Penjelasan pasal ini menyebutkan: cukup jelas. Sekalipun, sebenarnya, materi muatan pasal ini mengandung sifat "pasal karet". Disebut demikian karena tidak jelas batasan atau ruang lingkup 'mencegah, 'menghalangi', atau 'menggagalkan'. Ditambah lagi ada frase 'secara langsung atau tidak langsung'. Karenanya, penerapan pasal ini sangat tergantung tafsir penyidik, penuntut umum dan hakim dengan mendasarkan pada pendapat ahli hukum terkemuka.

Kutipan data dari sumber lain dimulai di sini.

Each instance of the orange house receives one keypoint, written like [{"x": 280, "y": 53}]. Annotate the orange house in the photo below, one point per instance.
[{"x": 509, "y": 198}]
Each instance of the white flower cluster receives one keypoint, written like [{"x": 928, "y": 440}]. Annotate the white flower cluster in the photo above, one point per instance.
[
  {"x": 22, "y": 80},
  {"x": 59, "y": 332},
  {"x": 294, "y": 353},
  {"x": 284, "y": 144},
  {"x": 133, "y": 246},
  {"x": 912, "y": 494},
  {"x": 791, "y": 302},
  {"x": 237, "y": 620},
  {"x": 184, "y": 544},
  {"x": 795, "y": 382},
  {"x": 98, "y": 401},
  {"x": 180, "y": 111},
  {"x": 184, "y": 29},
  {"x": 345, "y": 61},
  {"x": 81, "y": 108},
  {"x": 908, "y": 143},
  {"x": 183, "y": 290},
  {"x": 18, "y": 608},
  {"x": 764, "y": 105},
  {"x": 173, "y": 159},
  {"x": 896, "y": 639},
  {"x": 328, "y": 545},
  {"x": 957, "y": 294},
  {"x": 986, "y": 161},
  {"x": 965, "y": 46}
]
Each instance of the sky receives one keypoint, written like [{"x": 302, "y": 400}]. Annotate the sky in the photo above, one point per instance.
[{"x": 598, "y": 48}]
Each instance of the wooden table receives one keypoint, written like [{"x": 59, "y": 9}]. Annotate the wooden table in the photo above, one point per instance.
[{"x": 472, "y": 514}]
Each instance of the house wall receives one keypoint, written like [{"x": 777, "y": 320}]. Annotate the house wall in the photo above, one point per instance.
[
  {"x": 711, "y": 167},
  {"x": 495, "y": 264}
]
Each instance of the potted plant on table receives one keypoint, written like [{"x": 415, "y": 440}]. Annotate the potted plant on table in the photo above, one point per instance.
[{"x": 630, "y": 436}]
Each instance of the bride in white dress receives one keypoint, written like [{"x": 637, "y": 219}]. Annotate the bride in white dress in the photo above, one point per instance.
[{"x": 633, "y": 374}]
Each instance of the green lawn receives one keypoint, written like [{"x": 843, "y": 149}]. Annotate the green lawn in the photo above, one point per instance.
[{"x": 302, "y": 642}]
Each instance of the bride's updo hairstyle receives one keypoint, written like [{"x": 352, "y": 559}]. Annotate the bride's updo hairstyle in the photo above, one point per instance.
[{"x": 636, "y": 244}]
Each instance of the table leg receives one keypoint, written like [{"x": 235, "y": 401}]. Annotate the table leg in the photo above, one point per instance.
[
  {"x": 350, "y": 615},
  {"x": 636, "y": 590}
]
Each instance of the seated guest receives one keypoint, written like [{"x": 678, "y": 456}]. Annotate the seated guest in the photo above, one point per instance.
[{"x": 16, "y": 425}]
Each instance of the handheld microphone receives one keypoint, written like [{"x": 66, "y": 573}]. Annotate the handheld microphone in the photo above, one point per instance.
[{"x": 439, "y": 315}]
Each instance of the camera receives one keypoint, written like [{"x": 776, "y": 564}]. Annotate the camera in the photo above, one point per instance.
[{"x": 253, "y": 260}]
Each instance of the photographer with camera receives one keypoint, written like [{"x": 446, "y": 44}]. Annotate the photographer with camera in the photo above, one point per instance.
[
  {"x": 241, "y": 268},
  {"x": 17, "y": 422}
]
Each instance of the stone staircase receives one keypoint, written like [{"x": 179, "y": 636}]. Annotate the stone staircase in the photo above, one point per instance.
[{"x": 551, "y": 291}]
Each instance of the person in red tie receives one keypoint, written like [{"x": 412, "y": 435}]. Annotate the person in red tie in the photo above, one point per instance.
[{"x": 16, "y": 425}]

Menurut R Wiyono (2008: 158-159), elemen utama dari tindak pidana Pasal 21 UU No 31/1999 adalah perbuatan pelaku berupa mencegah, merintangi dan menggagalkan penyidikan, penuntutan dan pemeriksaan di sidang pengadilan terhadap tersangka atau terdakwa atau para saksi dalam perkara korupsi.
Yang dimaksud mencegah dalam konteks ini adalah, pelaku telah melakukan perbuatan tertentu dengan tujuan agar penyidikan, penuntutan atau pemeriksaan di sidang pengadilan tidak dapat dilaksanakan dan usaha pelaku tersebut memang berhasil.
Sedangkan merintangi mengandung arti, bahwa pada waktu penyidik, penuntut umum atau pengadilan melakukan pemeriksaan terhadap tersangka atau terdakwa atau para saksi, pelaku telah melakukan perbuatan dengan tujuan agar penyidikan, penuntutan atau pemeriksaan di sidang pengadilan yang sedang berlangsung tersebut terhalang untuk dilaksanakan dan apakah tujuan tersebut tercapai atau tidak, bukan merupakan syarat.
Sementara menggagalkan berarti pada waktu penyidik, penuntut umum atau pengadilan sedang melakukan penyidikan, penuntutan atau pemeriksaan di sidang pengadilan terhadap tersangka atau terdakwa ataupun para saksi, pelaku telah melakukan perbuatan tertentu dengan tujuan agar penyidikan, penututan atau pemeriksaan di sidang pengadilan yang sedang dilaksanakan terhadap tersangka atau terdakwa atau para saksi tidak berhasil dan usaha pelaku tersebut berhasil.
Perbuatan mencegah, merintangi atau menggagalkan tersebut di atas dilakukan secara langsung maupun tidak langsung. Langsung, artinya: dilakukan oleh pelaku sendiri atau dalam bentuk penyertaan (vide Pasal 55 dan 56 KUHP). Secara tidak langsung, artinya: melalui perantara.